The 'Chinese' Les Paul – Gibson:
May 19th, 2009
The 'Chinese' Les Paul – Gibson:
Published on May 19th, 2009 @ 10:34:07 am , using 461 words, 4006 views
In life, there are hard choices that each of us have to make during our lives. Alan recently had to pick between two very bad choices over a used 1996 Les Paul Gibson guitar. He traded a new Michael Kelly Patriot Custom in order to receive this Les Paul Gibson. The choice, unfortunately, was not about the trade but what happened over an Ebay auction.

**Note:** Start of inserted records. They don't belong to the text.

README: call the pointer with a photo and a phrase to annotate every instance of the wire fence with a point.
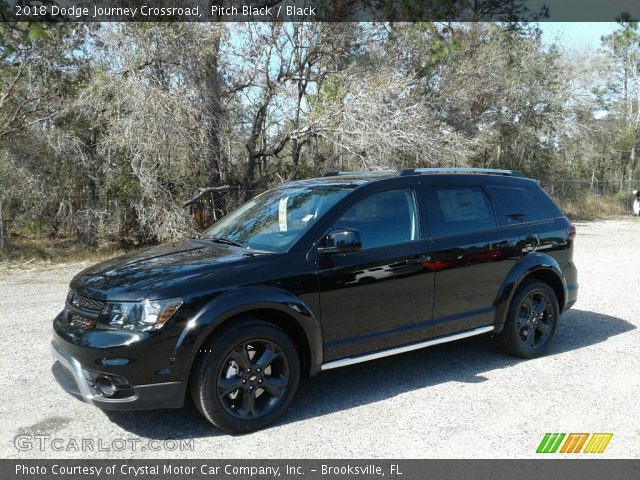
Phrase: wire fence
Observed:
(592, 198)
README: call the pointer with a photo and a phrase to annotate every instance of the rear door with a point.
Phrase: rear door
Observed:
(471, 256)
(382, 295)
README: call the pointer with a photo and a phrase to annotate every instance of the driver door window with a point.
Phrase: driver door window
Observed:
(383, 219)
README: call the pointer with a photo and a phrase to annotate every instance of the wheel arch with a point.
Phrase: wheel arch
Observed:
(538, 266)
(272, 305)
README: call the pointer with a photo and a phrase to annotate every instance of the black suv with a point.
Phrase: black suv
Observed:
(314, 275)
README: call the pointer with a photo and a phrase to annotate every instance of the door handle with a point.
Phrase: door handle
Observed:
(506, 244)
(531, 242)
(418, 260)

Tuesday, May 12th, 2009, Mike checks our Ebay responses for the 1996 Les Gibson guitar. We'd already gotten a thousand dollar bid on the guitar and the first response was a guy from Austrila looking to see if we could mail it to him. However, the second response was a very sour note on our hopeful moods that this 1996 Les Paul Gibson. 'It's a fake,' proclaimed the Ebayer, 'there's three screws on the headstock, there should be two.' Mike and I looked at each other after we read the list of impurities and sins that our Les Paul Gibson was being accused of having.
'We can prove our guitar is a normal Gibson, after all the guy we traded it from stated that he had sent it to Gibson and had it checked to be a real one!' I declared at the sight of the condemning comment. So our quest began, we started looking at pictures of regular Gibson guitars. There were a few things that the Ebayer had stated that were counterfeit but they were on real Gibson guitars, we felt assured with righteous indignation that our guitar was a real one. That was until we started looking through the Gibson's news post about counterfeit guitars that were being made and sold from dealers in China. Fake Gibsons vs Real Gibsons
Mike even went so far as to research the serial number. Yes, the serial number is to a 1996 Les Paul Gibson, but the place it was made was a factory that only made acoustic guitars. This 'Les Paul Gibson' is an electric guitar.
It was a most unfortunate finding, our guitar was most definitely a fake. We even went through uncovering truss rod cover and pot cover, both were identical to the pictures on the Gibson's website. We found ourselves at a crossroad, we already had a bid on this 1996 Les Paul 'Gibson' guitar, but we didn't want to sell a fake to an unsuspecting customer. Those were the two choices: either lose money or lose our reputation as a good seller.
Alan struggled with the decision. But in the end, he decided that is was better to lose money than to sell something that we know as being fake to an unsuspecting customer. That's think kind of store keeper that I appreciate working for, the one who weights being honest over making money.